On notera cependant avec étonnement que certaines assignations ont été abrogées à la dernière minute, avant la décision du juge administratif saisi. Au total, dix-sept assignations ont été abrogées. On peine à interpréter cet empressement qui oblige le juge à prononcer un non-lieu sur le contentieux présenté devant lui.

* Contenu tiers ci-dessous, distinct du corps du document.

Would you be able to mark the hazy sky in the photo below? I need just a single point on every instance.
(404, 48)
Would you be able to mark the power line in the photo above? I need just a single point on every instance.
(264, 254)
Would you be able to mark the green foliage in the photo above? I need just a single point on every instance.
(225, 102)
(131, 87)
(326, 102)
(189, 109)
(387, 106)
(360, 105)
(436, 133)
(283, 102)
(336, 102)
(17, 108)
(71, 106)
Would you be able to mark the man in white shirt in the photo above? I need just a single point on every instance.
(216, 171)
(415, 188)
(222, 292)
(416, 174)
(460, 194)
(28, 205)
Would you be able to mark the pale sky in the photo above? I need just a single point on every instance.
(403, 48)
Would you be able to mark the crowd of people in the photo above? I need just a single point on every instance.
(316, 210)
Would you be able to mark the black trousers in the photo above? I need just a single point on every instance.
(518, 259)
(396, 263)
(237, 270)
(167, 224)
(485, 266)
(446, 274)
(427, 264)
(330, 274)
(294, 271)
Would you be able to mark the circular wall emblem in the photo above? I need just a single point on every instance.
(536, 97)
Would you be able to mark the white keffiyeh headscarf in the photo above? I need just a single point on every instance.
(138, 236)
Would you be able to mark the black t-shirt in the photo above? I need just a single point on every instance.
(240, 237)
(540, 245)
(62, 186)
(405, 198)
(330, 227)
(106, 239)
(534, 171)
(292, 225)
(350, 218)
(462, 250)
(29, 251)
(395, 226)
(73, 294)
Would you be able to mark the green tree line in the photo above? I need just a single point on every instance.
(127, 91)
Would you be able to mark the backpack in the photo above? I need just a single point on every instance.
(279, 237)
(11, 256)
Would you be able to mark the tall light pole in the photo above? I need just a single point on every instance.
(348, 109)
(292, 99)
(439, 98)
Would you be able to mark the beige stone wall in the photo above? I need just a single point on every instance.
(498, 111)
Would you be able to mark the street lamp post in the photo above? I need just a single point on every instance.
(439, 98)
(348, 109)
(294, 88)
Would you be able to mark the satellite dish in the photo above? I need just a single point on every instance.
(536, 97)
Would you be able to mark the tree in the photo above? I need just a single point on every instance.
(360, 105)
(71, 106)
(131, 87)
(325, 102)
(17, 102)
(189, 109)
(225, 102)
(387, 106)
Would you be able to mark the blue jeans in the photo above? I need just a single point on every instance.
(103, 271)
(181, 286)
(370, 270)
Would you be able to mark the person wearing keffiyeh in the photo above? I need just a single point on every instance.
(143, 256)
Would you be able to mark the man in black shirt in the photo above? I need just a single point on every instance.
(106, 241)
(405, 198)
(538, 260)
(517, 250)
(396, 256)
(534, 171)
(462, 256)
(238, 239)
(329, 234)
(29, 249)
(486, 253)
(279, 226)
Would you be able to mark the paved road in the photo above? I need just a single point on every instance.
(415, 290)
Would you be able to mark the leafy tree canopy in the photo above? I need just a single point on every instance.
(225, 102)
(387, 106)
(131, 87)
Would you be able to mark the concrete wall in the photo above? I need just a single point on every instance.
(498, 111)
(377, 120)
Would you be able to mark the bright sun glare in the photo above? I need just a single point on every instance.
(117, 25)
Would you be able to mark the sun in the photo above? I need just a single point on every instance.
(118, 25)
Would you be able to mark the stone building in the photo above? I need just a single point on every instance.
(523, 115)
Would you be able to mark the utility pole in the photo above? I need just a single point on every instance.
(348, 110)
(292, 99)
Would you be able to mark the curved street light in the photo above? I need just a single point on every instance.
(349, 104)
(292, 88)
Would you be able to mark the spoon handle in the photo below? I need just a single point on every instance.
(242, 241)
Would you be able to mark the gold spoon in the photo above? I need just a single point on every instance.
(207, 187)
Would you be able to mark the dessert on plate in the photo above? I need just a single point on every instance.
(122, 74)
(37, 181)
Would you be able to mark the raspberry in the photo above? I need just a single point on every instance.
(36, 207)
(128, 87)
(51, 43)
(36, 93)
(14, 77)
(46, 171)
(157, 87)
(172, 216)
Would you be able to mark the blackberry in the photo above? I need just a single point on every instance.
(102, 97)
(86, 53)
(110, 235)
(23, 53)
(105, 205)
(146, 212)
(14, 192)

J'en viens justement au contentieux.

La loi du 20 novembre 2015 a fait du juge administratif le garant de la nécessité et de la proportionnalité des mesures prises en application de l'état d'urgence, à la place des commissions départementales ad hoc, inadaptées, que prévoyait initialement la loi de 1955. Le nombre de contentieux est significatif, mais limité : 62 affaires ont été jugées par les tribunaux administratifs ; 53 d'entre elles concernent des assignations à résidence. Le juge a prononcé six suspensions, une suspension partielle et une annulation. À la suite de ces jugements, quinze affaires ont été portées devant le Conseil d'État ; vous en trouverez l'issue dans les éléments que nous vous présentons sur table.

Il convient d'abord de relever que les premières ordonnances rendues par les juges de première instance sont très disparates, au point de donner un sentiment d'improvisation. Mais il faut surtout souligner la prise de position, aussi bienvenue qu'indispensable à l'effectivité de l'office du juge, qu'ont représenté les décisions du Conseil d'État du 11 décembre, instituant un régime de présomption d'urgence – ce que la jurisprudence passée du Conseil d'État n'annonçait pas.

Le juge constitutionnel a par la suite validé le régime des assignations à résidence que nous avons voté. Saisi par le Conseil d'État d'une question prioritaire de constitutionnalité, le Conseil constitutionnel a en effet jugé conformes à la Constitution les neuf premiers alinéas de l'article 6 de la loi du 3 avril 1955, relatifs au régime des assignations à résidence et modifiés en novembre. Le dixième alinéa, dont la conformité n'a pas été contrôlée, concerne le placement sous surveillance électronique. Le Conseil constitutionnel a ainsi confirmé une nouvelle fois qu'il appartient au juge administratif, chargé de se prononcer sur la légalité des mesures individuelles, de procéder au contrôle de proportionnalité.

Quant à la justice judiciaire, la loi du 3 avril 1955 a qualifié d'infractions tous les manquements aux mesures prises au titre de l'état d'urgence. Cela concerne le non-respect d'une assignation à résidence ou encore la violation d'une interdiction de circuler ou de séjour. Les infractions constatées sont peu nombreuses : 41 affaires ont donné lieu à 40 gardes à vue et des poursuites judiciaires ont été engagées dans 21 cas.

Rappelons aussi que les procureurs sont informés sans délai du déclenchement d'une perquisition administrative, laquelle est obligatoirement conduite en présence d'un officier de police judiciaire, seul habilité à constater les infractions éventuellement découvertes et à procéder aux saisies en vue de poursuites judiciaires. Un cinquième des perquisitions a permis de constater des infractions, qui n'ont débouché sur des suites judiciaires que dans 201 cas.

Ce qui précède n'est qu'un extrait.